In merito, va sottolineato che, come emerge dalla parte motiva su questo capo della sentenza impugnata che condivide la decisione del primo giudice, il giudice dell’appello correttamente ha ritenuto che la Maestrale non aveva corrisposto nè offerto alcuna indennità, per cui essa non aveva titolo per pretendere la restituzione immediata del fondo e, quindi, non aveva titolo per chiedere un risarcimento da ritardato rilascio.

Ciò posto in rilievo, l’altro argomentare della sentenza è solo ad abundantiam e, peraltro, la giurisprudenza richiamata (Cass. n. 580/01, cui adde Cass. n. 7528/09) non appare conferente.
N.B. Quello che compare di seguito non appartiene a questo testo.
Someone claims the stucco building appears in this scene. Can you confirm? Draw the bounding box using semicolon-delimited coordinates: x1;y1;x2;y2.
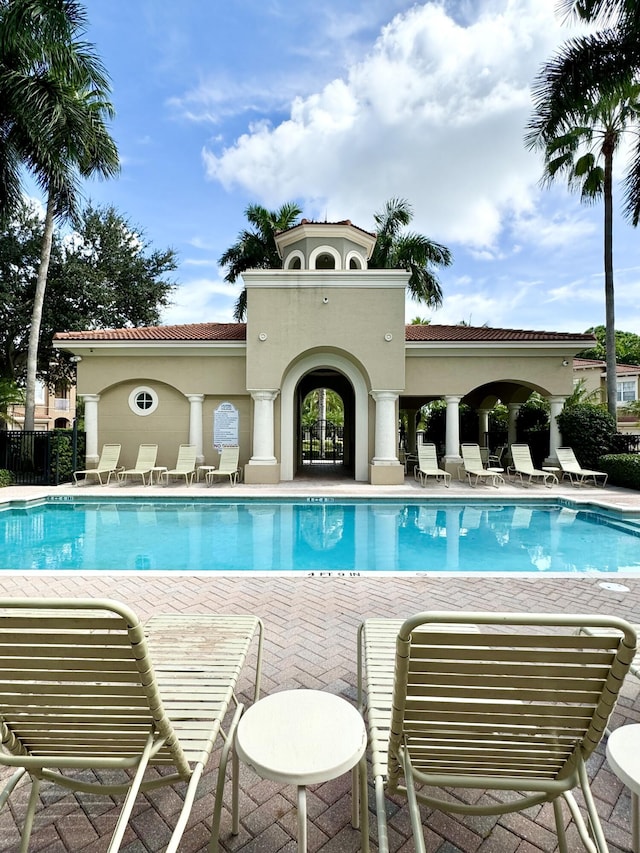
54;220;593;485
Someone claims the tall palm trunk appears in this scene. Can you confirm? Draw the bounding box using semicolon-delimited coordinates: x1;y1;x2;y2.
318;388;327;459
603;145;618;419
24;191;55;430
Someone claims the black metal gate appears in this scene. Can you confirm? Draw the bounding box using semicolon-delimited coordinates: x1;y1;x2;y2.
0;429;84;486
300;421;344;465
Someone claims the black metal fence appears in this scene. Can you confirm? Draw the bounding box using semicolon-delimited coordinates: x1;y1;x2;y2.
0;428;84;486
301;421;344;464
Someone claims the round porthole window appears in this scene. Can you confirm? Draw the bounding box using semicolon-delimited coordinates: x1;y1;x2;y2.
129;387;158;416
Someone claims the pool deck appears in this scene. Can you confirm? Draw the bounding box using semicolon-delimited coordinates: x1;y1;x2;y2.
0;477;640;853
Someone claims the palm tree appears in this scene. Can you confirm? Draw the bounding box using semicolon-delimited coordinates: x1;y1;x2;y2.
369;198;453;307
218;199;452;320
218;202;302;321
533;0;640;226
0;0;119;430
0;376;24;429
527;78;640;417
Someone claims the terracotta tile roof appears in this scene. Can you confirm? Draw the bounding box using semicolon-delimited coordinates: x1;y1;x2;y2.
54;323;247;341
277;219;376;237
405;324;594;344
573;358;640;374
55;323;597;344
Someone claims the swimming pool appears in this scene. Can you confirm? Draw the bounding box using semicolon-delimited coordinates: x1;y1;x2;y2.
0;497;640;576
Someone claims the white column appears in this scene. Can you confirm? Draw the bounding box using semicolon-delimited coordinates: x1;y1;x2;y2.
478;409;491;447
80;394;100;465
371;391;400;465
444;397;462;459
406;409;418;453
249;391;279;465
185;394;204;465
549;397;566;465
507;403;522;447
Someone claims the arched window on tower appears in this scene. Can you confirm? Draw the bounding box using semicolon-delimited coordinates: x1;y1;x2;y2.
316;252;336;270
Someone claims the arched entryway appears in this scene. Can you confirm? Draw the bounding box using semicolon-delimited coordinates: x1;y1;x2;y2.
296;368;355;477
280;353;369;482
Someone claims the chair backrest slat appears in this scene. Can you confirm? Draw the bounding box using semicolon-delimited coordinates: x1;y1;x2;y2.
388;614;635;778
511;444;535;474
96;444;122;471
460;444;483;471
218;445;240;474
0;599;189;776
133;444;158;472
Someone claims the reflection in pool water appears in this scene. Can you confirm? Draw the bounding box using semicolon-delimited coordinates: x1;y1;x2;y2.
0;499;640;575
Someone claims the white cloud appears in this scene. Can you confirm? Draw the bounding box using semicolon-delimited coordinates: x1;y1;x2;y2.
162;278;241;325
203;0;568;252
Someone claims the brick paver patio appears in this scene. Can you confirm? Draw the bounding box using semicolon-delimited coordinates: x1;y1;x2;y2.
0;476;640;853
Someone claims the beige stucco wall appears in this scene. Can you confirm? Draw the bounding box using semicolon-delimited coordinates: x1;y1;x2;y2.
405;346;573;402
78;354;252;468
78;346;246;394
244;271;406;390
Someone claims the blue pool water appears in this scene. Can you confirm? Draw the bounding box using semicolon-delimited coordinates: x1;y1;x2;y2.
0;498;640;575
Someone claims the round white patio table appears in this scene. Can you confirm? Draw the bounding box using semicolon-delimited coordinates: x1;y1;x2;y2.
149;465;168;486
607;723;640;853
196;465;216;483
235;690;367;853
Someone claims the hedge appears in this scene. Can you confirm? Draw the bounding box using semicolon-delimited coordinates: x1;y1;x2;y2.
598;453;640;491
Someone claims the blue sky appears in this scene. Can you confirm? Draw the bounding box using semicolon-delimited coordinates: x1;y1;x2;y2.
61;0;640;333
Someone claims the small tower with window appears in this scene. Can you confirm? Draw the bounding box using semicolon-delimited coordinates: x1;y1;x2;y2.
276;219;376;270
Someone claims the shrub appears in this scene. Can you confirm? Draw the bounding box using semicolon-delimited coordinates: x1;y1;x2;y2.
598;453;640;491
516;394;549;468
557;403;616;468
51;429;85;485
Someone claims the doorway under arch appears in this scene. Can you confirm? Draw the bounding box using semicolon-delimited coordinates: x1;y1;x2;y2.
280;353;369;482
296;369;354;477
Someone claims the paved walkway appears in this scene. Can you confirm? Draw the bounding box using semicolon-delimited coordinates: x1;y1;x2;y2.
0;479;640;853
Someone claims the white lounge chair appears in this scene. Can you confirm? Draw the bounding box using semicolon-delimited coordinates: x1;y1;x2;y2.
118;444;158;486
557;447;609;488
160;444;196;486
460;444;504;488
358;611;636;853
511;444;558;488
73;444;122;486
0;598;262;853
207;445;240;485
414;442;451;487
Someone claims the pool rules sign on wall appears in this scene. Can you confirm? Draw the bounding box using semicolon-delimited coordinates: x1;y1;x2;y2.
213;403;239;450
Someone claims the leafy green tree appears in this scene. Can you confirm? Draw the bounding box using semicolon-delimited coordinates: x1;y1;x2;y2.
556;404;616;470
579;326;640;364
564;379;600;407
527;77;640;417
536;0;640;146
0;198;176;385
0;0;119;430
218;198;452;320
0;376;24;428
369;198;453;308
302;388;344;426
218;202;302;320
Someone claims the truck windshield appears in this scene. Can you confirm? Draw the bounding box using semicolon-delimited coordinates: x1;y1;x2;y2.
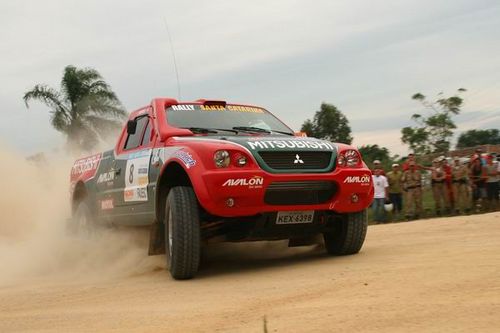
166;104;293;135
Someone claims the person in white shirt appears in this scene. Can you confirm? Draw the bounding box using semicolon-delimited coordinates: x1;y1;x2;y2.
372;169;389;223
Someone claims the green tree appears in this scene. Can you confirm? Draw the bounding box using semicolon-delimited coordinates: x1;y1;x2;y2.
457;129;500;148
401;88;466;154
23;66;126;150
300;103;352;144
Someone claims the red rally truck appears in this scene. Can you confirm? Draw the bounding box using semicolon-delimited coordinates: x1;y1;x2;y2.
71;98;373;279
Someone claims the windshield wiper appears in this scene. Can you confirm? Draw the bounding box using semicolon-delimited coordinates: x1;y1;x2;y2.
184;127;238;134
233;126;271;134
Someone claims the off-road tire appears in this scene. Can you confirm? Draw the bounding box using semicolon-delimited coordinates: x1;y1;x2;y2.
323;210;368;256
164;186;201;280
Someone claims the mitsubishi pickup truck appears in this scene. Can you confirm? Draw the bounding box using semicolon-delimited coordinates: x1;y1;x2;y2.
70;98;373;279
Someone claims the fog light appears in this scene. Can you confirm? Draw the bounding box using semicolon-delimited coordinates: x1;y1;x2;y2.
226;198;234;207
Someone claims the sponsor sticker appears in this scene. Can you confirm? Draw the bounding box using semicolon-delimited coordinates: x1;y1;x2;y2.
222;176;264;189
171;104;194;111
344;174;371;186
170;104;265;113
172;150;196;169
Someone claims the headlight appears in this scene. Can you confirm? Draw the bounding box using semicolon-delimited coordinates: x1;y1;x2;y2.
214;150;231;168
337;149;361;168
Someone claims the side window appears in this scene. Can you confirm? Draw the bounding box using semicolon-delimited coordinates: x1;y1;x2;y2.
141;121;151;146
125;117;149;150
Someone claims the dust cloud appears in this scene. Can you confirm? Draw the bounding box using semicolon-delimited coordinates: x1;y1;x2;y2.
0;147;163;285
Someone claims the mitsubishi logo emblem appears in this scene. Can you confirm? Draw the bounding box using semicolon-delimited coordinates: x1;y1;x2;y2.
293;154;304;164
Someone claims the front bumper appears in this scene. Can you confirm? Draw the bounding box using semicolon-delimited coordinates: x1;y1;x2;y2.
194;168;373;217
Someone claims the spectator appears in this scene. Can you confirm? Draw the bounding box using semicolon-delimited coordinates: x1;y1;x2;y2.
484;155;499;211
451;156;470;214
401;161;422;220
372;169;389;223
387;163;403;219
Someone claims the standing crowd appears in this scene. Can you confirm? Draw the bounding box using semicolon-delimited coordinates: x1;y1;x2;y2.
372;150;500;223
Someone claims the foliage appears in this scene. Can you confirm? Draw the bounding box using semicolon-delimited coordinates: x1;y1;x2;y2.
401;88;466;154
23;66;126;150
301;103;352;144
457;129;500;148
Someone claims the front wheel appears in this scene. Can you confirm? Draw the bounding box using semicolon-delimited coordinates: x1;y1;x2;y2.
165;186;201;280
323;210;368;255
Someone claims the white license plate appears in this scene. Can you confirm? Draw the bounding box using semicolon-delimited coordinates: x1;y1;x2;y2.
276;210;314;224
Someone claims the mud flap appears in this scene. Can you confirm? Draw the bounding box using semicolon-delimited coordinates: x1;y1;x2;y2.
148;221;165;256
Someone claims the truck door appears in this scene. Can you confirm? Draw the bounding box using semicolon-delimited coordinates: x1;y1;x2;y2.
113;111;155;225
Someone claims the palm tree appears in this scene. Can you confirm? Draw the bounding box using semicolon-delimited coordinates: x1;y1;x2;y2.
23;66;126;150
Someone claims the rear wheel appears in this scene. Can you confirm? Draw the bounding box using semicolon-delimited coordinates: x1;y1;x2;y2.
323;210;368;255
165;186;200;280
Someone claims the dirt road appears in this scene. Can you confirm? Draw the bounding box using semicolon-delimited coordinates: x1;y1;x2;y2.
0;213;500;332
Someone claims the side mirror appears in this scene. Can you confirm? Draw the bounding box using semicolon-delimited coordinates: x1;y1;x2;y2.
127;120;137;135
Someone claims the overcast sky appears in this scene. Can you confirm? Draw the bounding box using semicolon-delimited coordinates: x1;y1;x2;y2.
0;0;500;154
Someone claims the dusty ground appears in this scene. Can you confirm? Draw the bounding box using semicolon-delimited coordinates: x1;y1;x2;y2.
0;213;500;332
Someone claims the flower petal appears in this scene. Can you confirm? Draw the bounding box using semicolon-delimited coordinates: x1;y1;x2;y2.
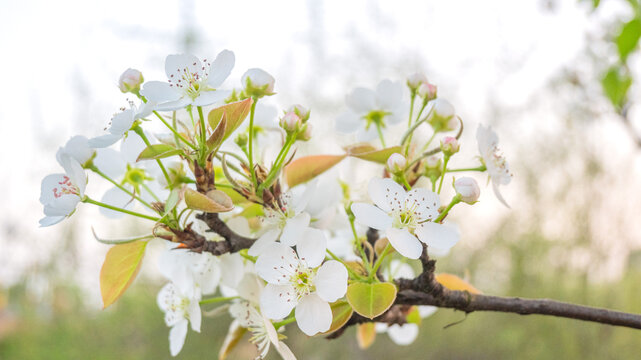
140;81;182;103
207;50;236;89
260;284;297;320
314;260;347;302
169;319;187;356
416;222;459;251
351;203;392;230
385;228;423;259
280;212;310;246
367;178;407;213
255;243;300;285
296;294;332;336
296;228;327;268
247;228;280;256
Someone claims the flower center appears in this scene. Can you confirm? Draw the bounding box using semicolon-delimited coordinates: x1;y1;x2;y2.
53;175;80;199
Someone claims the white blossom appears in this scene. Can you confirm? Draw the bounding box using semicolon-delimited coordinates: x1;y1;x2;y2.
140;50;235;111
351;178;458;259
476;124;512;208
256;228;347;336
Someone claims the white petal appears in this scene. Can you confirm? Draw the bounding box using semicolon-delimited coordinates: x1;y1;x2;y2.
208;50;236;89
89;134;122;149
385;228;423;259
492;181;510;209
387;323;418;345
296;294;332;336
405;188;441;221
187;300;202;332
140;81;182;103
256;243;299;284
415;222;459;251
39;216;66;227
367;178;407;212
345;88;376;114
314;260;347;302
169;319;187;356
376;79;403;110
193;90;231;106
296;228;327;268
247;228;280;256
260;284;297;319
351;203;392;230
280;213;310;246
218;253;244;288
336;111;365;134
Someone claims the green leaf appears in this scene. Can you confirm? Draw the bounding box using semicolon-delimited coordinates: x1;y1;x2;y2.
100;241;147;309
347;282;396;319
207;98;253;142
323;300;354;335
345;144;401;164
185;188;234;213
136;144;182;161
601;66;632;108
285;155;346;188
616;18;641;61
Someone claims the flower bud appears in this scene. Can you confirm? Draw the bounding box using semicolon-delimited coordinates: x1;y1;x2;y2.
234;133;249;148
287;104;310;123
279;111;303;133
241;68;276;98
387;153;407;174
417;81;437;102
428;98;456;132
407;73;427;91
454;177;481;205
441;136;461;156
118;68;145;93
296;123;312;141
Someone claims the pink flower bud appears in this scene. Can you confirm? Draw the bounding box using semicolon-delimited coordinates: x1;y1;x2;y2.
118;68;144;93
454;177;481;205
417;81;437;101
280;111;303;132
407;73;427;91
287;104;309;123
441;136;461;155
387;153;407;174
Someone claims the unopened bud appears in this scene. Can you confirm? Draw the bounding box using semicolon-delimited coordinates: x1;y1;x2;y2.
428;98;456;132
241;68;276;98
287;104;309;123
387;153;407;174
441;136;461;156
454;177;481;205
417;81;437;102
234;133;249;148
296;123;312;141
280;112;303;133
407;73;427;91
118;68;145;93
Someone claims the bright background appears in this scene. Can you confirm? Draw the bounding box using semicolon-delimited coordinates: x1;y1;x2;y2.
0;0;641;359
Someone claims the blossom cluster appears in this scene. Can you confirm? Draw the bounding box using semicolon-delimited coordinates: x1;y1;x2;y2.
40;50;511;359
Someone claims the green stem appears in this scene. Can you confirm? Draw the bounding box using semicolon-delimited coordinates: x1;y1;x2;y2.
273;316;296;330
154;110;198;150
133;125;171;184
89;165;155;211
376;122;385;148
447;165;487;172
433;194;461;223
248;99;258;187
438;155;450;194
198;296;239;305
82;196;160;222
326;249;363;280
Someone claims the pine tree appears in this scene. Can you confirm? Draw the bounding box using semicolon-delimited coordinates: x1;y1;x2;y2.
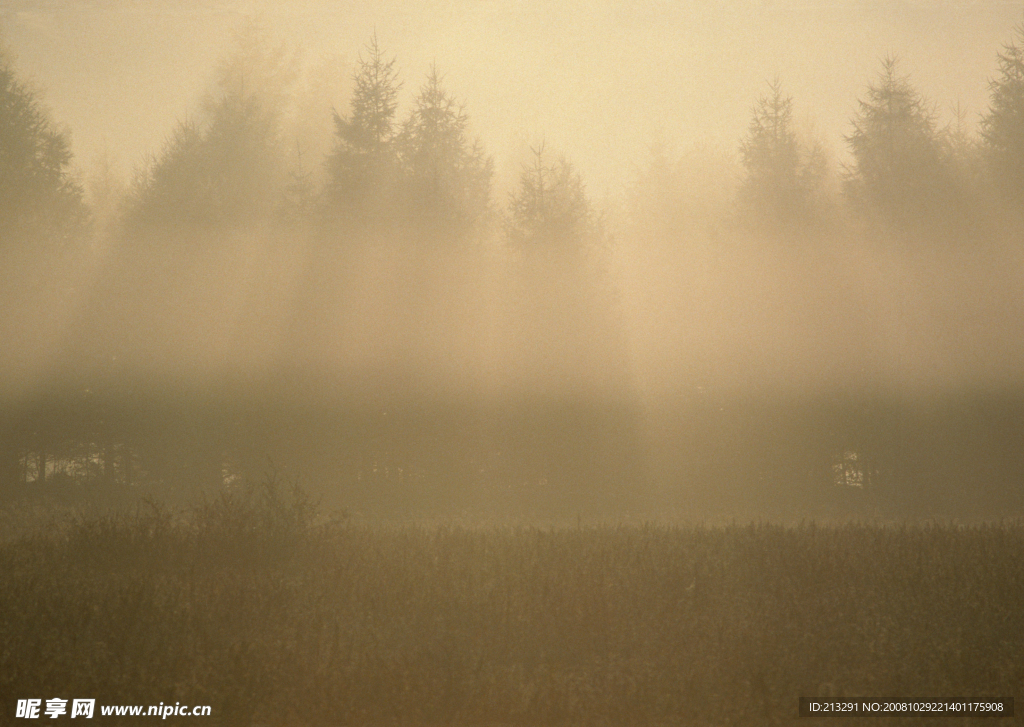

Infatti, il principio di diritto che la ricorrente richiama per evidenziare l’errore di qualificazione processuale della difesa dell’attuale resistente, fattane dal giudice dell’appello, attiene alla fase esecutiva del rilascio del fondo, come si evince dalla parte motiva di quella decisione.

Il che nel caso in esame non si rinviene, essendo stati i locali già riconsegnati e l’indennità non era stata versata nè offerta dal locatore, come è giurisprudenza di questa Corte (Cass. n. 11761/02).

Conclusivamente, il ricorso va respinto e le spese, che seguono la soccombenza, vanno liquidate come da dispositivo.
P.Q.M.

La Corte rigetta il ricorso e condanna la società ricorrente al pagamento delle spese del presente giudizio di cassazione, che liquida in Euro 3.200,00 di cui Euro 200,00 per spese, oltre spese generali ed accessori come per legge.

Testo non ufficiale. La sola stampa del bollettino ufficiale ha carattere legale.